Mr. Romney garnered 27% of the Hispanic vote, compared with the 31% that Sen. John McCain (R., Ariz.) got in 2008 and the 44% that Republican President George W. Bush received in 2004, according to national exit polls. Mr. Romney received 6% of the African-American vote.
Mr. Romney said he underestimated the appeal of President Barack Obama's health-care law to minority voters. And he argued his party must do more to bring such voters into the GOP fold, suggesting the challenge was one of outreach rather than party platform.
"We've got to do a better job taking our message to them to help them understand why we're the party with the ideas that will make their life better," he said.
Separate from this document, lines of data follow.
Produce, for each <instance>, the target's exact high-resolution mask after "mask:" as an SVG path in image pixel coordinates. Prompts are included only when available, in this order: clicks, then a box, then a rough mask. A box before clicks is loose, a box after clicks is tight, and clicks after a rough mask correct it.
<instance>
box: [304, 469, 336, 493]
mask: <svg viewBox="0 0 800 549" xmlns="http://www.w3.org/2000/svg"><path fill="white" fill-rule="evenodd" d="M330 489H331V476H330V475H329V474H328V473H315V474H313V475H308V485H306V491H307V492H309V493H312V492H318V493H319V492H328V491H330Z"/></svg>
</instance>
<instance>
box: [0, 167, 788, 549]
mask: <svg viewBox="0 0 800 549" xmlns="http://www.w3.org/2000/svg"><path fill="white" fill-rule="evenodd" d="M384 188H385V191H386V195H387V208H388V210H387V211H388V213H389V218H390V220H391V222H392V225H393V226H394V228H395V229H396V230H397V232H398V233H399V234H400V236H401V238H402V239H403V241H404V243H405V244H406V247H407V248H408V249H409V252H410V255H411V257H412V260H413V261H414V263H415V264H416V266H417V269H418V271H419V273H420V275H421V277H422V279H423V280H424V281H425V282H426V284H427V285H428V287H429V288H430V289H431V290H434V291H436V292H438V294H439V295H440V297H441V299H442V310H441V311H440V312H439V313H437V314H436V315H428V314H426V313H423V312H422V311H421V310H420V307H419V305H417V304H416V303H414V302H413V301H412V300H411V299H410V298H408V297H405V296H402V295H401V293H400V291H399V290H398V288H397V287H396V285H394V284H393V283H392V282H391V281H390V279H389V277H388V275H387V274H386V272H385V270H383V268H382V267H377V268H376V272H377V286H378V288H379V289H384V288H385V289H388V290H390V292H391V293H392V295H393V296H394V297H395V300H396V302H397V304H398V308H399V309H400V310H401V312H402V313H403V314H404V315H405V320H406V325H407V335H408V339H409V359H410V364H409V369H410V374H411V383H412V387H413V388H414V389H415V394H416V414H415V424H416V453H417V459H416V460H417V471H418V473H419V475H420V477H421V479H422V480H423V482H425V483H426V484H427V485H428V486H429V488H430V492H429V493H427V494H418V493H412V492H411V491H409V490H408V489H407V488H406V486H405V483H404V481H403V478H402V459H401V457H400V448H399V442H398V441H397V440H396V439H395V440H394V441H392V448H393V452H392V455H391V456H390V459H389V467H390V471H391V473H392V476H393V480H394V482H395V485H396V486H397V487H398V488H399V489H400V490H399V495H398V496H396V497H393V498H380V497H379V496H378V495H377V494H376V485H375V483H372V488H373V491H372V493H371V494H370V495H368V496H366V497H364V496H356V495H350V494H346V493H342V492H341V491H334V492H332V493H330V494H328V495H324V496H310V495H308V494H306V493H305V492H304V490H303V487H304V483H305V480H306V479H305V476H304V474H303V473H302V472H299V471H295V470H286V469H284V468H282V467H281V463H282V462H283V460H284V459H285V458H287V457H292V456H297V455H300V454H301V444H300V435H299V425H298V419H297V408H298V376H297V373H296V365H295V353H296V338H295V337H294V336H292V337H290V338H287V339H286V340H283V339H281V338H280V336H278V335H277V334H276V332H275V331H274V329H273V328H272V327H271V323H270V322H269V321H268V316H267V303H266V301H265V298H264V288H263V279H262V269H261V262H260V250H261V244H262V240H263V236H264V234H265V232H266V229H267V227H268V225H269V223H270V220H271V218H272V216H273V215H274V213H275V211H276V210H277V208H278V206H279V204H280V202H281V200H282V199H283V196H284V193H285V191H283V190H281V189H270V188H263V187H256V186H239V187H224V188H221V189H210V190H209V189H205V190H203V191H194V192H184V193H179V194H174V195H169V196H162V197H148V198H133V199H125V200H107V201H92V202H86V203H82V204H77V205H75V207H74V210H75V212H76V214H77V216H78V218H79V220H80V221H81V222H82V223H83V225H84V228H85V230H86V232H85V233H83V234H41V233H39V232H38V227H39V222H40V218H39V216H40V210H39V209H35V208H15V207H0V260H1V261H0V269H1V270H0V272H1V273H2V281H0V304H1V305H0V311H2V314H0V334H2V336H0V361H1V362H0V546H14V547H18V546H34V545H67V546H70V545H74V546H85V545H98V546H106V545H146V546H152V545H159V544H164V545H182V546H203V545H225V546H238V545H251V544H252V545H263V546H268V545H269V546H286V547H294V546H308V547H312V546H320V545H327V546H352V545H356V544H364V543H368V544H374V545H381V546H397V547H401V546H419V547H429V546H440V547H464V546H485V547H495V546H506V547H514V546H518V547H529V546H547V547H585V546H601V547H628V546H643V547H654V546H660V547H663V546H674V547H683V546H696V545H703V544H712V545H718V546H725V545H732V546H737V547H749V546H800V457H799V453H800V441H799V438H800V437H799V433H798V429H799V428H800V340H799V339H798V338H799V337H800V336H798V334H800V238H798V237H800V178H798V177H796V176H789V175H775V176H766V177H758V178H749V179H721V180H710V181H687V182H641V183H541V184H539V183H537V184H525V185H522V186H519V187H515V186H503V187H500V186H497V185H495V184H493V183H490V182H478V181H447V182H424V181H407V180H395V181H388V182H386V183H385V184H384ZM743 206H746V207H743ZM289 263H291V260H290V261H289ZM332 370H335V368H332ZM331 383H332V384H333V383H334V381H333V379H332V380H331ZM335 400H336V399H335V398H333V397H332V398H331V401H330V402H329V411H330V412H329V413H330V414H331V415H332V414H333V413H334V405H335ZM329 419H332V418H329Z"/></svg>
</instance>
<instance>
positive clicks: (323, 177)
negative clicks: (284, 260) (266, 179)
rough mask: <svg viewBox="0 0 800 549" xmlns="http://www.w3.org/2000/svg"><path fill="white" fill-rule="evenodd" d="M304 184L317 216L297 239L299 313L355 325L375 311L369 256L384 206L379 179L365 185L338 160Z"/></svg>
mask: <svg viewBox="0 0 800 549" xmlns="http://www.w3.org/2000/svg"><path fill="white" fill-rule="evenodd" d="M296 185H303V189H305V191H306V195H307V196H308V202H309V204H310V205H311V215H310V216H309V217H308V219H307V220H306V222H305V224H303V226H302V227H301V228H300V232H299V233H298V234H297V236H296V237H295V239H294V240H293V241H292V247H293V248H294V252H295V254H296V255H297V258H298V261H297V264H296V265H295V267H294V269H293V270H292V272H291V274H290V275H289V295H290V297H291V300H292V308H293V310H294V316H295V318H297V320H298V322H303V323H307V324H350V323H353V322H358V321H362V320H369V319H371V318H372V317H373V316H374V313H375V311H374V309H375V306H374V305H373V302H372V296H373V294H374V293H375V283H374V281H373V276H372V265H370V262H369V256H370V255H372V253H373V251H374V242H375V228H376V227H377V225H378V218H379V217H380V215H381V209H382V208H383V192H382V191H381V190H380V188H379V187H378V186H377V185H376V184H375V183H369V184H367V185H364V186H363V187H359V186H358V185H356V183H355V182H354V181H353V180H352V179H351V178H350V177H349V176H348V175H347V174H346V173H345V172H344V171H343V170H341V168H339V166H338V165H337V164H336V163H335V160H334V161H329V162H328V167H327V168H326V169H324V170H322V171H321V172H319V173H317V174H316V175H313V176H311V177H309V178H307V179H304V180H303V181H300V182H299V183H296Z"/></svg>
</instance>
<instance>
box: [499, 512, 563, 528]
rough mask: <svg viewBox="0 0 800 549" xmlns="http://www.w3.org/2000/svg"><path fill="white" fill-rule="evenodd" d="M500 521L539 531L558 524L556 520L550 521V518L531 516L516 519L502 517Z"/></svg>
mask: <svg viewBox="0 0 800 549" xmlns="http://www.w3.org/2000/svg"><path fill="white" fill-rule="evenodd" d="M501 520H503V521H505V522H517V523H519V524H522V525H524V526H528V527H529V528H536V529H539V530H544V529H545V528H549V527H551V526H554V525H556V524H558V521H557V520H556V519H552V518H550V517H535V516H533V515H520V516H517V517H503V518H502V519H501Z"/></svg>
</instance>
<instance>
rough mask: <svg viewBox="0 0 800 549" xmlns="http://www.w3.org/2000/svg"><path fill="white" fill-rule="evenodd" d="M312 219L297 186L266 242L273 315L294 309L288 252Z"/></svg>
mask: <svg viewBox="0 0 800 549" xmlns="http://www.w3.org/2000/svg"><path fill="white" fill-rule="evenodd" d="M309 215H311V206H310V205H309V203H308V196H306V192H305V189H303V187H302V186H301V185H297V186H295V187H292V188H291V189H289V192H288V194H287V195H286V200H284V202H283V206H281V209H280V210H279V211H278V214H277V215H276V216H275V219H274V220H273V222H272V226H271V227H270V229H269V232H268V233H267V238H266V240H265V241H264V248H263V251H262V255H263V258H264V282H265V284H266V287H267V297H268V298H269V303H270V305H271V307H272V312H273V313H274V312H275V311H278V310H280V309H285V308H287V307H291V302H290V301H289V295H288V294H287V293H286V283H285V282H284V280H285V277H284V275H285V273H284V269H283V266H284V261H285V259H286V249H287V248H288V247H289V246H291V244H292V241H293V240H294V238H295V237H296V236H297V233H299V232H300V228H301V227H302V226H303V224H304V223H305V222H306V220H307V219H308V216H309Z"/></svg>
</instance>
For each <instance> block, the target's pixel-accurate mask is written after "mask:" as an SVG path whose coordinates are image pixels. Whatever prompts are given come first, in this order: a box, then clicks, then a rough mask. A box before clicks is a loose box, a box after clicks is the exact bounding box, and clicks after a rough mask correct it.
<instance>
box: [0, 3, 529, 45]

The interview marks Mr. Romney's return to the national stage after a bruising election that most political observers said was winnable for the Republican, given the country's economic struggles.
Mr. Romney said his defeat hurt his standing in the party, but he said he would nonetheless seek a role helping Republicans bounce back. "I'm not going to disappear," he said. "Sitting on the sidelines when so much is at stake just isn't my nature."
Reflecting on his loss, Mr. Romney said "it kills me" not to be in the White House. But he also insisted he wasn't dwelling on the defeat. "You move on. I don't spend my life looking back," he said.
Ann Romney, who sat alongside her husband for part of the interview, said she is still lamenting the defeat and has cried in the months since the election.
"When you pour that much of your life and energy and passion into something, and you're disappointed by the outcome, it's sad," she said. "It's very hard."
Mrs. Romney said her sorrow didn't stem from the failure to attain a personal goal but rather from a lost opportunity to serve the country. "The dream was to make a difference; the dream was to serve," she said.
Mr. Romney expressed remorse over comments he made during the campaign in which he argued that 47% of Americans saw themselves as "victims" who are dependent on government, and therefore would vote for Mr. Obama. The remarks were secretly recorded during a private dinner where Mr. Romney was addressing donors.
It was "a very unfortunate statement that I made," he said. "It was very harmful. What I said is not what I believe."
Mr. Romney rejected the view that the protracted Republican primary forced him to campaign so far to the political right that he alienated independent voters in the general election. But he said he may have been hurt by attacks from his Republican opponents.
He dismissed the suggestion that New Jersey Republican Gov. Chris Christie's effusive praise for Mr. Obama during superstorm Sandy's aftermath, shortly before the election, shifted momentum toward the president.
"I lost my election because of my campaign, not because of what anyone else did," Mr. Romney said.